An earlier Fish Hooks titled ‘Holy Cow!” dealt with the odd fact that a winged ox is the traditional symbol for St. Luke the Evangelist who authored two of our New Testament books of the Bible (the Gospel of Luke, and the Acts of the Apostles). That earlier Fish Hooks pointed out that this ox was a memorable image that helped ancient readers connect Luke with the Gospel he wrote by referencing a unique incident in the first chapter of his book: the appearance of an angel to Zechariah to announce the coming birth of a son (John the Baptist) to his barren wife Elizabeth. This angelic appearance took place while Zechariah was performing his duties as a priest in the temple, and since priestly duties included sacrifice of bullocks on the temple’s altar, a very obscure connection can be made between Luke and the symbol of an ox.
But, as that earlier bit of trivia noted, that doesn’t explain why Luke’s ox symbol is depicted with wings. That’s a whole different connection (equally as obscure) which is best addressed in the context of the traditional symbols for all four of the Evangelists (clockwise in inset):
- John: An eagle. Eagles are masters of the sky and were believed to be able to look directly into the sun. John’s gospel begins with a soaring statement of Jesus’ divinity, so that sort of makes sense.
- Luke: A winged ox. (The sacrificial ox was already explained.)
- Mark: A winged lion. Lions are noble creatures that were thought to sleep with their eyes open, and this symbolized the resurrection. (Why that represents Mark isn’t at all clear!)
- Matthew: A winged man. Matthew’s gospel begins with the genealogy of Jesus, thus emphasizing that Jesus was also true man.

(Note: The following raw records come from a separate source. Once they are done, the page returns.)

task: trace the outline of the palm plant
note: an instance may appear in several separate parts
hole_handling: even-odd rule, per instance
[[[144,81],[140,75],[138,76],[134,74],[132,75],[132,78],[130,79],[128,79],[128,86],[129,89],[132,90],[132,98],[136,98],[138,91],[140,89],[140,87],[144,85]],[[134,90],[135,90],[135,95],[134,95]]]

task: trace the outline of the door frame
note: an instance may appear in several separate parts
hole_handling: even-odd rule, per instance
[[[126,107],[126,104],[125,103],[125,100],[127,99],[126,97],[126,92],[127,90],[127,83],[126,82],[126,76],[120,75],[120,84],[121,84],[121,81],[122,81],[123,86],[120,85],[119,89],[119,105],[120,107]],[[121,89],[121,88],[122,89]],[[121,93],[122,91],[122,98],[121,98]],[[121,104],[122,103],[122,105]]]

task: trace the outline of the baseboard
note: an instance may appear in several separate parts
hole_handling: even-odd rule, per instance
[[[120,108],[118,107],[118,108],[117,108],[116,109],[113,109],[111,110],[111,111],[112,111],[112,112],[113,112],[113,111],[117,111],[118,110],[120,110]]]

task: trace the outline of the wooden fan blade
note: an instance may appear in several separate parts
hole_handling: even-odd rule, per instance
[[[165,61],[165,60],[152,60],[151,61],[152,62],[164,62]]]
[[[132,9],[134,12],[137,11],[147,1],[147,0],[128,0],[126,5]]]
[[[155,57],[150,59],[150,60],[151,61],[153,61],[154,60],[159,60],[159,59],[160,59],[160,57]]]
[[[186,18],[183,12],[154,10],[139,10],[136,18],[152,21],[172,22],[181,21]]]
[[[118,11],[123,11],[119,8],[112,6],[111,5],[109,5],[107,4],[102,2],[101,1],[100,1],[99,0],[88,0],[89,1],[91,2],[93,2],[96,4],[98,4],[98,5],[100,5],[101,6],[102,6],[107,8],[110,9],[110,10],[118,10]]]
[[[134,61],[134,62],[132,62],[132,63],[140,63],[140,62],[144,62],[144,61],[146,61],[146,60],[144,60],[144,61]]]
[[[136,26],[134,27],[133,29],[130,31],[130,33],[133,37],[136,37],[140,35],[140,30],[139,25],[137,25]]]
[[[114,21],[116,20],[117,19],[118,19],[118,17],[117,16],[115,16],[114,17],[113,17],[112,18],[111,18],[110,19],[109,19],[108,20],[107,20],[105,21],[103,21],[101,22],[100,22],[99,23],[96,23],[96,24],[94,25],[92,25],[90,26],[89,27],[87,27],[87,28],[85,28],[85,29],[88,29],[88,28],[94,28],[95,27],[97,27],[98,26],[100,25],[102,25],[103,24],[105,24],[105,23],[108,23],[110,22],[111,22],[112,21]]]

Now even the most generous reader will agree that those symbolic connections to the Gospels are really creative stretches of the imagination. These connections are SO strained and arbitrary that there must surely have been something else at work here. And indeed there was!
The precedent for these four particular creatures is found in the book of Ezekiel (chapters 1 & 10), where the prophet relates visions of four winged creatures with faces of a man, a lion, an ox, and an eagle. Similar creatures feature again in the book of Revelation (chapter 4). However, there is nothing in the Bible to suggest that these visionary creatures are supposed to represent the Four Evangelists. So, though we might enjoy the colorful allegory, there’s no real substance to these associations.
Is this sort of thing harmless or problematic? It all depends on how seriously we take it! It’s kind of cool to have these ancient and interesting symbols of the Four Evangelists. And in telling their associated stories, we perhaps do establish memorable links to some aspect of the gospels they represent. So there’s certainly nothing wrong with using these symbols.
But on the other hand, when we start to take such allegorical symbolism seriously, we are reading unwarranted meaning into the Bible and that’s never a good thing! An example of that kind of error is illustrated by the case of Saint Irenaeus (ear-ren-ay-us), the bishop of churches in the Roman Empire’s region of Gaul (now France) in the late second century. He was a strong opponent of the heresy of Gnosticism and also weighed in against spurious “gospels” that some thought should be part of the Christian Bible – that’s all to his credit. However, to support his position, he took literally the identification of the creatures of Ezekiel with the Evangelists and argued that this proved that there could be only four valid gospels! A classic example of making a bad argument for a good cause!
Knowing the stories of these ancient symbols, you’ll probably be intrigued how you’ll see them popping up (especially in churches named after St. Matthew, Mark, Luke, or John). Enjoy them for the ancient and colorful traditions they embody! But let them also be a reminder that imaginative embellishments of Biblical accounts are only human creations, and should never be confused with the essential and legitimate truths of Holy Scripture.